Nel frattempo, il taglio di 3.465 Unità Complesse (ridotte del 35,8%) e di 8.168 Strutture Semplici (ridotte del 44,1%) ha appiattito in modo importante le possibilità di carriera: oggi solo 6 medici su 100 possono ambire al ruolo di Direttore di struttura complessa (prima dei tagli il rapporto era pari a 9 su 100) e 10 medici su 100 rivestono il ruolo di Responsabili di struttura semplice (il rapporto precedentemente era pari a 16 su 100). Se a tutto questo si sommano le costanti aggressioni e i continui contenziosi con i pazienti, le penalizzazioni fiscali e amministrative che disincentivano il ricorso all’intramoenia (non a caso i medici che la esercitano sono diminuiti del 20%) e la frustrazione per diritti negati e tutele ignorate, non appare di certo biasimabile la scelta dei colleghi che fuggono dal pubblico.
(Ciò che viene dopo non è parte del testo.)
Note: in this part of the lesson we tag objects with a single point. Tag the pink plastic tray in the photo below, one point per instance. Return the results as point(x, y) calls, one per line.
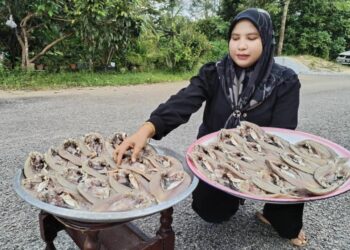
point(290, 135)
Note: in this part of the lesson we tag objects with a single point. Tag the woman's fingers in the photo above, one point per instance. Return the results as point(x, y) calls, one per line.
point(120, 151)
point(136, 152)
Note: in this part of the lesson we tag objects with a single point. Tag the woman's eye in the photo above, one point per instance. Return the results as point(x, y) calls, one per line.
point(252, 38)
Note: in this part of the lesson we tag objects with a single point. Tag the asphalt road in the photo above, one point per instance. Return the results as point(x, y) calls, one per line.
point(33, 121)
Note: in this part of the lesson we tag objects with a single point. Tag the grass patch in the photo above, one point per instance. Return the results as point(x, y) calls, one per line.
point(35, 80)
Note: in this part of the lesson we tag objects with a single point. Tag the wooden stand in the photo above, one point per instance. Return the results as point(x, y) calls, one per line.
point(108, 236)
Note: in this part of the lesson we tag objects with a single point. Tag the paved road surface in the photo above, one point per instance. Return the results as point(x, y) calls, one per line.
point(34, 121)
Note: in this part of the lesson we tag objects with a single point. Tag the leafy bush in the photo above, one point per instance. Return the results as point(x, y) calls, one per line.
point(218, 49)
point(214, 28)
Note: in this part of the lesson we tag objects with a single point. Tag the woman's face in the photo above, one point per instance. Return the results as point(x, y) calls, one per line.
point(245, 45)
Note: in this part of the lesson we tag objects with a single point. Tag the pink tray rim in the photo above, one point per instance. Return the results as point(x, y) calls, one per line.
point(339, 149)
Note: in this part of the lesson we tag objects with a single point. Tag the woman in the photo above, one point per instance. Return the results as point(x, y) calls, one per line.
point(245, 85)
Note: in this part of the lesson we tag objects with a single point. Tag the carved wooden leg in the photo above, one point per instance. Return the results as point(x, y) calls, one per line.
point(91, 240)
point(165, 231)
point(49, 227)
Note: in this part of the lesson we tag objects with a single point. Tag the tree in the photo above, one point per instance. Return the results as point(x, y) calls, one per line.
point(103, 27)
point(30, 16)
point(204, 8)
point(228, 9)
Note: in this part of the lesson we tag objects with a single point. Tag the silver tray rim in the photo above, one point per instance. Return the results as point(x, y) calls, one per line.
point(103, 217)
point(296, 136)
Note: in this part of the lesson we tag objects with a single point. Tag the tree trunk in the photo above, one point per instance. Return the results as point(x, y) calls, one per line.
point(283, 27)
point(24, 42)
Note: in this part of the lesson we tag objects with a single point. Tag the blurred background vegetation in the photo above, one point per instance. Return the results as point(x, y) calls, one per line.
point(147, 35)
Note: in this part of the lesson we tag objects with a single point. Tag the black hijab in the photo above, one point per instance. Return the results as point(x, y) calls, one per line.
point(258, 84)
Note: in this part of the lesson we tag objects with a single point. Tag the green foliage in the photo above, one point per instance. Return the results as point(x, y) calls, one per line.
point(214, 28)
point(12, 80)
point(228, 9)
point(218, 49)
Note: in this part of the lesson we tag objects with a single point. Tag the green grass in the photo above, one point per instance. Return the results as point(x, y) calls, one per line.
point(19, 80)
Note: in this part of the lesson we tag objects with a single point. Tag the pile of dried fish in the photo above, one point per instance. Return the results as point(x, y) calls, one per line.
point(248, 160)
point(81, 174)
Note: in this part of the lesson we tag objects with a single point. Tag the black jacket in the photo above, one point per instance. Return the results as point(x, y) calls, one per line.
point(280, 109)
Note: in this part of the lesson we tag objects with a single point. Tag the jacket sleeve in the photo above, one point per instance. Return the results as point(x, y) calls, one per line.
point(179, 107)
point(285, 110)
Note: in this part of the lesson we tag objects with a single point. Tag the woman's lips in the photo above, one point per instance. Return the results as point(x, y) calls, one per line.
point(242, 57)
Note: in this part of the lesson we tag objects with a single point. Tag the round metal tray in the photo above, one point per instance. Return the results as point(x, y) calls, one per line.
point(103, 217)
point(290, 135)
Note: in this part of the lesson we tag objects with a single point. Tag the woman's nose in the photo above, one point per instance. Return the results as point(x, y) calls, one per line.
point(242, 45)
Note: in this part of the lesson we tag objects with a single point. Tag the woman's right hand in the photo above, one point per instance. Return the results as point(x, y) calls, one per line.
point(136, 142)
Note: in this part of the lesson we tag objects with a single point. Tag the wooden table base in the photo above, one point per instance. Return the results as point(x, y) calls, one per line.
point(108, 236)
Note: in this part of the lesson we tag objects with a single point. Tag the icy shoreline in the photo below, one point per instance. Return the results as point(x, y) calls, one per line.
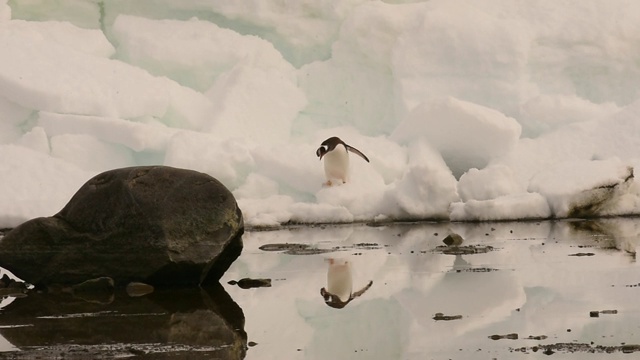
point(467, 112)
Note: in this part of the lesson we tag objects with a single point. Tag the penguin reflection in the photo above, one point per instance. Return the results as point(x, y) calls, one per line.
point(339, 284)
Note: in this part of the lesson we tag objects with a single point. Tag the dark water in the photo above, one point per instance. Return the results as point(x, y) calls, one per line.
point(566, 289)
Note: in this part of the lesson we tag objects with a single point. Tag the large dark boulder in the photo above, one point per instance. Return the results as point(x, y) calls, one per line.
point(154, 224)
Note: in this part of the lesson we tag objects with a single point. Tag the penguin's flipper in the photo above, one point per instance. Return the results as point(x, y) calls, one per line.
point(356, 151)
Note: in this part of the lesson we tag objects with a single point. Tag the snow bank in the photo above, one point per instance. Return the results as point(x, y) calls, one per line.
point(499, 110)
point(466, 134)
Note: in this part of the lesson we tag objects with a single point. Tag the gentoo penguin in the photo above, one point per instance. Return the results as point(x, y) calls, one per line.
point(339, 285)
point(336, 159)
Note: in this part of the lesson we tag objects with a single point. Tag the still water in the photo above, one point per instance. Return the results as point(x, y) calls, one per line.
point(566, 289)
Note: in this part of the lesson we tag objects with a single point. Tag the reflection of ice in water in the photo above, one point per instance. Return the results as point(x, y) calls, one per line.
point(339, 290)
point(4, 344)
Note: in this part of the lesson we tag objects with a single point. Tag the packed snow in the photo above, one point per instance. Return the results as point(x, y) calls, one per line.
point(487, 110)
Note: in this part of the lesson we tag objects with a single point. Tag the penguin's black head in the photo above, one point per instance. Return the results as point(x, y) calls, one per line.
point(328, 145)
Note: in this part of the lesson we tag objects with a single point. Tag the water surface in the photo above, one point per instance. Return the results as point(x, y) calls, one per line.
point(568, 289)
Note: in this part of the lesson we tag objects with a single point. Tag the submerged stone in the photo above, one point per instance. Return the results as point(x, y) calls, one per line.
point(155, 224)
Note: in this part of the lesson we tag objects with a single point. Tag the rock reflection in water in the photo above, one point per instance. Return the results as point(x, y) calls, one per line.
point(202, 322)
point(339, 290)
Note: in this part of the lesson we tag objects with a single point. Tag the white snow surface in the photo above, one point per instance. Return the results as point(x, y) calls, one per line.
point(489, 110)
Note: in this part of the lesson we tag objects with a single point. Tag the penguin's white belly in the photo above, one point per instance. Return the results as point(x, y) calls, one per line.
point(336, 164)
point(339, 280)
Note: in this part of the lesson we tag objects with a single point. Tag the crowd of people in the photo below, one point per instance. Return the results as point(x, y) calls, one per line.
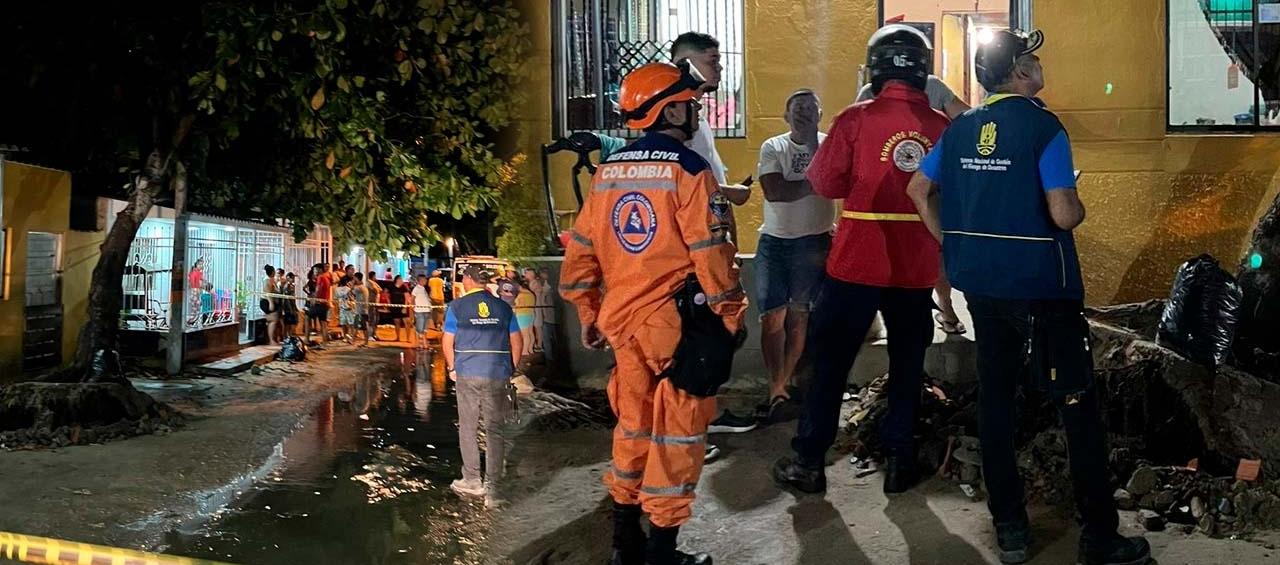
point(931, 195)
point(338, 300)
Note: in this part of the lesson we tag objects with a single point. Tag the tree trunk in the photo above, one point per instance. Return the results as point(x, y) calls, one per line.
point(100, 336)
point(1257, 340)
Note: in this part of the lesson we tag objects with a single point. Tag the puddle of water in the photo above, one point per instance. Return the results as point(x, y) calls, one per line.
point(364, 481)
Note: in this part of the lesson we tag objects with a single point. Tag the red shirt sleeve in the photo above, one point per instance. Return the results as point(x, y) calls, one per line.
point(832, 169)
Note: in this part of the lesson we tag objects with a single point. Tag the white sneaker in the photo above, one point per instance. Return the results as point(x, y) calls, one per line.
point(493, 501)
point(465, 487)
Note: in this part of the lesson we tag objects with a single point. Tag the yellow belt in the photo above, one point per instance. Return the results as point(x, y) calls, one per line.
point(880, 217)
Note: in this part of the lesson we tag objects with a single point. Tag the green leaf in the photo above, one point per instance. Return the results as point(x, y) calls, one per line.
point(318, 99)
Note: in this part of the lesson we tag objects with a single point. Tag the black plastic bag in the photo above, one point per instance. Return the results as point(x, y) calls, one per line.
point(704, 356)
point(292, 350)
point(1202, 313)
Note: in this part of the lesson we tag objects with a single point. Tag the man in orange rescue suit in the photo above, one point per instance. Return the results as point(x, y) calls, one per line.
point(883, 258)
point(654, 218)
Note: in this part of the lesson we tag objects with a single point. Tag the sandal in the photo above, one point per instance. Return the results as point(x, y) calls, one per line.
point(951, 328)
point(764, 411)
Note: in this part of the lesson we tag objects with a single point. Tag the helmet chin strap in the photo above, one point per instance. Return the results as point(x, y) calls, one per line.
point(688, 127)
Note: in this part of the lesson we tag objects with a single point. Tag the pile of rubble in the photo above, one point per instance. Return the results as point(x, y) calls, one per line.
point(35, 415)
point(1185, 496)
point(1193, 500)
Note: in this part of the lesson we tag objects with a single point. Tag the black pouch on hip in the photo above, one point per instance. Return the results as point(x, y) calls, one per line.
point(704, 355)
point(1060, 356)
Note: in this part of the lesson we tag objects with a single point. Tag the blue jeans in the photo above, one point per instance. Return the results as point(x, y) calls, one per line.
point(789, 272)
point(844, 314)
point(1061, 365)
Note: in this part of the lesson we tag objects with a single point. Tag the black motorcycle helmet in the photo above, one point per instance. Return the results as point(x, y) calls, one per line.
point(996, 59)
point(899, 53)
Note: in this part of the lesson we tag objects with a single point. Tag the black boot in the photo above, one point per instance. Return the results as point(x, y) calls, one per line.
point(787, 472)
point(662, 548)
point(1114, 550)
point(900, 474)
point(1014, 540)
point(629, 540)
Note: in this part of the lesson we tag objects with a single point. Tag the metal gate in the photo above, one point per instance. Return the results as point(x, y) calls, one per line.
point(42, 336)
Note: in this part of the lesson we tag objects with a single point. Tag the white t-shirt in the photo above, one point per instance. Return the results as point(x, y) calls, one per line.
point(421, 300)
point(938, 92)
point(809, 215)
point(704, 145)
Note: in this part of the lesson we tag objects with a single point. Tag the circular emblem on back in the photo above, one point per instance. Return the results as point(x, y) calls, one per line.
point(635, 222)
point(908, 155)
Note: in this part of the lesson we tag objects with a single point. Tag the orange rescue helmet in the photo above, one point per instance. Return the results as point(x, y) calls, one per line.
point(649, 89)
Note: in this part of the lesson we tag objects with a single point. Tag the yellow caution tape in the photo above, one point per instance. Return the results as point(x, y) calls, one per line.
point(37, 550)
point(407, 306)
point(880, 217)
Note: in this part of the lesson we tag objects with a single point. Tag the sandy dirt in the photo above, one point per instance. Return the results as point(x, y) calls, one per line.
point(560, 514)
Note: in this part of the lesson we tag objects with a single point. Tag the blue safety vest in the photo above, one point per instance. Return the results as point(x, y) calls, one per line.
point(999, 238)
point(481, 326)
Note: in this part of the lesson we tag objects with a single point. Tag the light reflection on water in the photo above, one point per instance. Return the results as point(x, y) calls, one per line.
point(359, 491)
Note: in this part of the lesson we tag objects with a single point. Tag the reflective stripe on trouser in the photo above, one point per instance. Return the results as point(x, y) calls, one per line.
point(659, 442)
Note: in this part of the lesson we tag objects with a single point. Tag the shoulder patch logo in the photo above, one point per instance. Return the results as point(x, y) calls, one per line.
point(987, 139)
point(908, 155)
point(635, 222)
point(720, 206)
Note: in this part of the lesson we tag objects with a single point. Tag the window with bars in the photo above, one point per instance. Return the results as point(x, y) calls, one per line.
point(1224, 64)
point(600, 41)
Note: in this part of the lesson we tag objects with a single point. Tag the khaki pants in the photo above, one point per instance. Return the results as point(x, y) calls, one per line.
point(483, 399)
“Senza un nuovo contratto di lavoro e una riforma complessiva dell’organizzazione ospedaliera, presto affidarsi alle cooperative private costituirà veramente l’unica alternativa per trovare medici che lavorino negli ospedali – commenta il Presidente della Federazione CIMO-FESMED Guido Quici -. E se si tratta di medici non specialisti, la sicurezza delle cure non potrà essere garantita. Un’eventualità drammatica, di cui i cittadini devono essere consapevoli. In ospedale non servono mere sentinelle a guardia dei posti letto, ma medici specializzati e costantemente formati per assicurare la migliore assistenza possibile, riducendo al massimo il rischio clinico. Purtroppo, non è detto che le coop si pongano gli stessi obiettivi”.